Originally posted on Lipglossandhighheels.com
The holidays are my favorite time of year (like most people). One of my favorite parts about the holidays is that I have an excuse to bake massive amounts of desserts and treats to share with others. At the beginning of November I load up on baking essentials such as sugar, flour, eggs, and baking soda. I know that if I have the essentials then I can bake anything in a breeze.
Thanksgiving isn’t always my favorite holiday. Both my family and my husband’s family cook the same exact meal so it’s a day full of eating Turkey, stuffing, green bean casserole and sweet potatoes for lunch and dinner. The one thing that I enjoy doing that makes Thanksgiving a little brighter is to bake. Every year, I go all out baking up a storm. The best part about it is being able to share it with my loved ones.
This year, I wanted to bake something with pumpkin in it so I decided to bake a Pumpkin Bundt Cake. I didn’t want to bake just any bundt cake, I wanted it to look just like a pumpkin! So after thinking about it a while, I figured out how to do it.
I had a recipe for a spiced bundt cake but added a few extra ingredients to make it the best pumpkin bundt cake ever. No joke. My husband and I couldn’t stop eating it. Did I mention the icing is homemade too?

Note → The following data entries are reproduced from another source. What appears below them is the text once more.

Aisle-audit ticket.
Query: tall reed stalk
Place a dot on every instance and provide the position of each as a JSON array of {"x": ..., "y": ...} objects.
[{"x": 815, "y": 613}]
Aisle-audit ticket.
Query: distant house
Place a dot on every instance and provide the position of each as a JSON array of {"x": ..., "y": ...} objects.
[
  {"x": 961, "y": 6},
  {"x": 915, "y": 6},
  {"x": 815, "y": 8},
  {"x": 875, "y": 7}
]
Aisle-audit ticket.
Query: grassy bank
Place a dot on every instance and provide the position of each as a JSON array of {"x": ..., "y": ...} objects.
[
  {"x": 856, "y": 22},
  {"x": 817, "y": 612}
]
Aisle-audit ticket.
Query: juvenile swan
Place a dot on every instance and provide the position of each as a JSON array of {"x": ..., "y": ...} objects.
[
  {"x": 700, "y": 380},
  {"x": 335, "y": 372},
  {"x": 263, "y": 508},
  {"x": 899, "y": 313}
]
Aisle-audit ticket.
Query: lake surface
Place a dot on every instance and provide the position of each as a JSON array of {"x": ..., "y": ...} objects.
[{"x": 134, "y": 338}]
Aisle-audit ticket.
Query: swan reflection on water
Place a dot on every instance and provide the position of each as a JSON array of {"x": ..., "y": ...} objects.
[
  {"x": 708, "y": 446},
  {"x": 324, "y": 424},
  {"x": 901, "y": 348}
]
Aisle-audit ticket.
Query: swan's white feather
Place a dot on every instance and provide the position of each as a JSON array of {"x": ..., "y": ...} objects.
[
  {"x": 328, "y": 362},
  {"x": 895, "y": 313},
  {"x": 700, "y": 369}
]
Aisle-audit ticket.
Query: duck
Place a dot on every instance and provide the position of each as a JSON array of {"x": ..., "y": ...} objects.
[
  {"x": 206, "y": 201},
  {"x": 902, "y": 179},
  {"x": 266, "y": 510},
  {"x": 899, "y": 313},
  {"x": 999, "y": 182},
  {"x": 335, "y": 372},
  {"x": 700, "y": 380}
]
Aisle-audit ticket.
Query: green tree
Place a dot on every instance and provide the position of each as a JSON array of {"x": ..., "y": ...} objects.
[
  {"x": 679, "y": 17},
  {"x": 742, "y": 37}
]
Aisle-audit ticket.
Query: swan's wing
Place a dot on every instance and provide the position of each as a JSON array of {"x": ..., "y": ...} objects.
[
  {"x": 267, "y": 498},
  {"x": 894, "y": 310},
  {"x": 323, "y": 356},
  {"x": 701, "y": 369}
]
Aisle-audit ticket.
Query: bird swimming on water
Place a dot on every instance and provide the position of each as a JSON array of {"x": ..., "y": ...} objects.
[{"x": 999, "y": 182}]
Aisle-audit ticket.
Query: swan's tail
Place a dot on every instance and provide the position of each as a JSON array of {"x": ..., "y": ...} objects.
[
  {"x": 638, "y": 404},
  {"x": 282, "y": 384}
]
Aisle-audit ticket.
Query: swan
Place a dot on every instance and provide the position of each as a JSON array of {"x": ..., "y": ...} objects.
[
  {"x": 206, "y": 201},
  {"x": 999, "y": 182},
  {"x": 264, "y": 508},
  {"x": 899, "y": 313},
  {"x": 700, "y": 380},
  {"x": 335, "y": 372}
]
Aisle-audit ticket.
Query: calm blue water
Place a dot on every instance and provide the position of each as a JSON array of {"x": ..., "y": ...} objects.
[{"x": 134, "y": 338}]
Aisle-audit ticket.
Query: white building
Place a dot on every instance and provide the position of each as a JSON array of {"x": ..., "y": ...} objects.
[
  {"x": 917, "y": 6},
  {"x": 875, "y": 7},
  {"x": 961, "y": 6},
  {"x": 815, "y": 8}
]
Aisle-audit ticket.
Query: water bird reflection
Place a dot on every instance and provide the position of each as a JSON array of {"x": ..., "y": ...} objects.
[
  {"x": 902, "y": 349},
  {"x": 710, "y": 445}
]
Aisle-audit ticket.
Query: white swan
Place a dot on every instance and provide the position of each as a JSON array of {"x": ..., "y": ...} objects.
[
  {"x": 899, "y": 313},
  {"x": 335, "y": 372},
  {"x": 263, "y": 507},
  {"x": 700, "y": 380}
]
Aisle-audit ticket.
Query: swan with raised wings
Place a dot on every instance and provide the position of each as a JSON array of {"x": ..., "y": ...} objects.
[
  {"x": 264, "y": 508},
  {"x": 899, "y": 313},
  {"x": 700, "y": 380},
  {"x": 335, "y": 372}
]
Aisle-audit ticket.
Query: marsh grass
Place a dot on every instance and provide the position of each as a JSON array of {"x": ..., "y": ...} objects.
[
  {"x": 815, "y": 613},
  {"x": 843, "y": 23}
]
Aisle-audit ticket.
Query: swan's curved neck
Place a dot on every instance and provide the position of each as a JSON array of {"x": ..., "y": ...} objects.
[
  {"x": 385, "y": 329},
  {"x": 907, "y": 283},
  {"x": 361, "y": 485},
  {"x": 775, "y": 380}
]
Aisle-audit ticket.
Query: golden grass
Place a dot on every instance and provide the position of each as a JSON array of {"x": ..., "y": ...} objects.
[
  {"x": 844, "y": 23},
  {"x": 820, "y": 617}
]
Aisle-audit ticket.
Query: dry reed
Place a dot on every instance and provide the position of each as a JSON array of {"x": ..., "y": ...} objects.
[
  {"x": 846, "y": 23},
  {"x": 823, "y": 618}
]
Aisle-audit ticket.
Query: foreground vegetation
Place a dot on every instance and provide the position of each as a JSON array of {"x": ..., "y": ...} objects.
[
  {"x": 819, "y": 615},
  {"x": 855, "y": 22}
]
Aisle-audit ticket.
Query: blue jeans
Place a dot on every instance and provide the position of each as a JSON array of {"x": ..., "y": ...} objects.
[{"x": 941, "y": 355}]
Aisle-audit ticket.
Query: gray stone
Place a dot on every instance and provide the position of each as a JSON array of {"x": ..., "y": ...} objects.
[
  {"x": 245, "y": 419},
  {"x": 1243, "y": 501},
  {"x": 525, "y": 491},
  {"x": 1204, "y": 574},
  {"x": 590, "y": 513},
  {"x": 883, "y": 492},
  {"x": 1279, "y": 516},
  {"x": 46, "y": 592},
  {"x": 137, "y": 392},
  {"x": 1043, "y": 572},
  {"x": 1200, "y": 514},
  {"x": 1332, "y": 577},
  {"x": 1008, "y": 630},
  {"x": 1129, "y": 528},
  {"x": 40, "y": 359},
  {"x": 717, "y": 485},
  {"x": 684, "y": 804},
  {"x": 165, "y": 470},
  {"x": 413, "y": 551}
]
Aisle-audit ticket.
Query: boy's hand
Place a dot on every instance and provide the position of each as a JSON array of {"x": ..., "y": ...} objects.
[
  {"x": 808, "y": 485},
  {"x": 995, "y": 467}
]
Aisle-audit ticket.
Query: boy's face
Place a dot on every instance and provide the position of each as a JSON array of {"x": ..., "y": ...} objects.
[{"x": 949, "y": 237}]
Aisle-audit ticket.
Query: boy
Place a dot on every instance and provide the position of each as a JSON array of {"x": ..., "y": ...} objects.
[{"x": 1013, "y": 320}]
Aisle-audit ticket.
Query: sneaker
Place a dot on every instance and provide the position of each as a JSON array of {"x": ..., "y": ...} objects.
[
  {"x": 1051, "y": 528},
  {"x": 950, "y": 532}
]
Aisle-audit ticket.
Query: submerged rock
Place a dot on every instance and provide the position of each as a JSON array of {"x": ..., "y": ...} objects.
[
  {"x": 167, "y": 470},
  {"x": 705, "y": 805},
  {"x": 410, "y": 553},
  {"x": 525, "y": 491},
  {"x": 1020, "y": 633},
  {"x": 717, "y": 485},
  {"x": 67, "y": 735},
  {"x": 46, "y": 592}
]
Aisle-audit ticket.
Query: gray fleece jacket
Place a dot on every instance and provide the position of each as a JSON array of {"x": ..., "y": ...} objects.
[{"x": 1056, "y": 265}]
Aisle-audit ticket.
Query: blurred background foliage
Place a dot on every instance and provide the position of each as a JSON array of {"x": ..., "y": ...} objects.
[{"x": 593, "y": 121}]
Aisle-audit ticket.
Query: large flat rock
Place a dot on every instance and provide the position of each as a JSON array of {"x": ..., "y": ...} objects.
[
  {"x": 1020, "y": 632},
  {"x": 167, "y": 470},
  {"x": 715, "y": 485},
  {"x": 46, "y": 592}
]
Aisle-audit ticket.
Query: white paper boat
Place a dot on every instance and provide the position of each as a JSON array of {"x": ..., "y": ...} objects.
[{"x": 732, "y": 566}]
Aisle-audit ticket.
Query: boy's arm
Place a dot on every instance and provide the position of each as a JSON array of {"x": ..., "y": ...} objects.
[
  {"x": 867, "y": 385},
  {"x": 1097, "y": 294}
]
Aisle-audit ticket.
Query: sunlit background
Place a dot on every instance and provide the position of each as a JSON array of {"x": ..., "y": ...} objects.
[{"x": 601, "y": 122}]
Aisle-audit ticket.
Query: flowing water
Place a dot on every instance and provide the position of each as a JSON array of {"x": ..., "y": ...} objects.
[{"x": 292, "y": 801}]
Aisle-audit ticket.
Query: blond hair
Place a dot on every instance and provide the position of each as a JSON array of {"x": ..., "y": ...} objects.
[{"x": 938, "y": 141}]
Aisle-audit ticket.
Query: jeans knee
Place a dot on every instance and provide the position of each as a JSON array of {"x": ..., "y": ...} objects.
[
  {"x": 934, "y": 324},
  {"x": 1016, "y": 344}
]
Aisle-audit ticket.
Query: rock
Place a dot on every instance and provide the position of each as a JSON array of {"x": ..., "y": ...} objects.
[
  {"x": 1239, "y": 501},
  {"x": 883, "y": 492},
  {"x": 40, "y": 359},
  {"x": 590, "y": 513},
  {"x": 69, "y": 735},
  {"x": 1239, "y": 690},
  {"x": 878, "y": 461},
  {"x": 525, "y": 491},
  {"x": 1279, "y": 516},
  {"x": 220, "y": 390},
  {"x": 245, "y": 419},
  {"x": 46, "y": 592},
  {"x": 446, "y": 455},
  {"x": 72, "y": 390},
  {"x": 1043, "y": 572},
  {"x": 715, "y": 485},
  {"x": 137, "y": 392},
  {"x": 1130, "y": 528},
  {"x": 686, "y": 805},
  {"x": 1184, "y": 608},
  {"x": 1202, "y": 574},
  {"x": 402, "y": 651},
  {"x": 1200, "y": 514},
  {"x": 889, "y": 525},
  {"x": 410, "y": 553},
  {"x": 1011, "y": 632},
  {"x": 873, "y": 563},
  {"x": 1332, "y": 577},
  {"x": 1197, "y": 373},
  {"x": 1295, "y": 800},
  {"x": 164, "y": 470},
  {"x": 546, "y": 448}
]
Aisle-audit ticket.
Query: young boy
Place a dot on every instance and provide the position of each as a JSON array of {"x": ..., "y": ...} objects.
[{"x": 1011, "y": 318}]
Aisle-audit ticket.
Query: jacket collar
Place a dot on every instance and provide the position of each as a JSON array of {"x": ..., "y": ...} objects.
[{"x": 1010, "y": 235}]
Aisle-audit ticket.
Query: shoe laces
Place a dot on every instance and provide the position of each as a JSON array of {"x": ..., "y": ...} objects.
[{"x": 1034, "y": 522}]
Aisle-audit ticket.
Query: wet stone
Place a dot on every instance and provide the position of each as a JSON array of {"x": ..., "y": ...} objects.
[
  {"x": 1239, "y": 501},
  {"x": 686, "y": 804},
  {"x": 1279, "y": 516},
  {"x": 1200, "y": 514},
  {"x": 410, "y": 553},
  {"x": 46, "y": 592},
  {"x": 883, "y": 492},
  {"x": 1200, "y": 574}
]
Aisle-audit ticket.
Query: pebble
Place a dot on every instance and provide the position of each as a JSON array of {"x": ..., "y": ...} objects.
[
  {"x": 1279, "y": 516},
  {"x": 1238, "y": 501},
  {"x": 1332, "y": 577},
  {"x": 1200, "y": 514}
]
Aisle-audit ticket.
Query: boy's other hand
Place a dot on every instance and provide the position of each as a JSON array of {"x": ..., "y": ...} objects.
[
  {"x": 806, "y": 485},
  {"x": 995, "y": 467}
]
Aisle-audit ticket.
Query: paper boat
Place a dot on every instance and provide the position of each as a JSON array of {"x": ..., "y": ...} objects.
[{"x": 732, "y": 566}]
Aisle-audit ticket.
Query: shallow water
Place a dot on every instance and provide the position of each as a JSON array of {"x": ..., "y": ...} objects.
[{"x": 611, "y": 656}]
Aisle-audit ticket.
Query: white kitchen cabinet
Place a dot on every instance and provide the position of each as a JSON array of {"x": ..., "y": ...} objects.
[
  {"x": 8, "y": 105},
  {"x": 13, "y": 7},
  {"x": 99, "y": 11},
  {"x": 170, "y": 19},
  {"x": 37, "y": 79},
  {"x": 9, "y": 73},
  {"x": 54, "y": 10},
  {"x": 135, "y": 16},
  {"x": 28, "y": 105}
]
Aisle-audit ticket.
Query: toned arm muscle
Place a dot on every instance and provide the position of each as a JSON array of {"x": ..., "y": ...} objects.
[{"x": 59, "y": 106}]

The recipe was so simple. I made two bundt cakes and put them on top of each other to make the pumpkin shape. The recipe below is for one bundt cake. So when making the recipe don’t forget to double the recipe.
Pumpkin Bundt Cake
Ingredients
- 2 cups sugar
- 4 Goldrich Eggs
- 1 cup vegetable oil
- 1 teaspoon vanilla
- 2 cups flour
- 2 teaspoons baking soda
- 2 teaspoons cinnamon
- 1/2 teaspoon salt
- 4oz pumpkin puree
Directions:
- Preheat over at 350 degrees.
- Beat sugar and eggs until well blended. If using Goldrich Eggs, the yolk will be very vibrant.
- Add oil, continue beating. Beat for a few minutes until it’s well blended.
- Combine all dry ingredients to egg mixture. Mixture will get very thick.
- Add vanilla.
- Add pumpkin puree and mix well.
- Pour into greased 9 in bundt pan.
- Bake at 350 degrees for 55 minutes.
- Let stand in pan for 10 minutes.
- Turn the bundt cake onto baking rack or platter to allow it to cool completely.
Cream Cheese Icing
Ingredients:
- 1/2 cup unsalted butter, softened
- 2 oz cream cheese, softened
- 2 cups powdered sugar
- 1 teaspoon vanilla
Directions:
- Blend softened cream cheese and butter til smooth and creamy.
- Add vanilla.
- Add powdered sugar. Mix well.
There are a few things to know before making the Pumpkin Bundt Cake. You will need to make two bundt cakes so you will need to double both the bundt cake recipe and the cream cheese icing recipe to have enough for both. Before you start baking, make sure you have 2 bundt cake pans that are the same size unless you want to cook one cake, let it cool then cook another cake in the same pan. I would highly suggest purchasing two pans the same size, it will cut your bake time in half!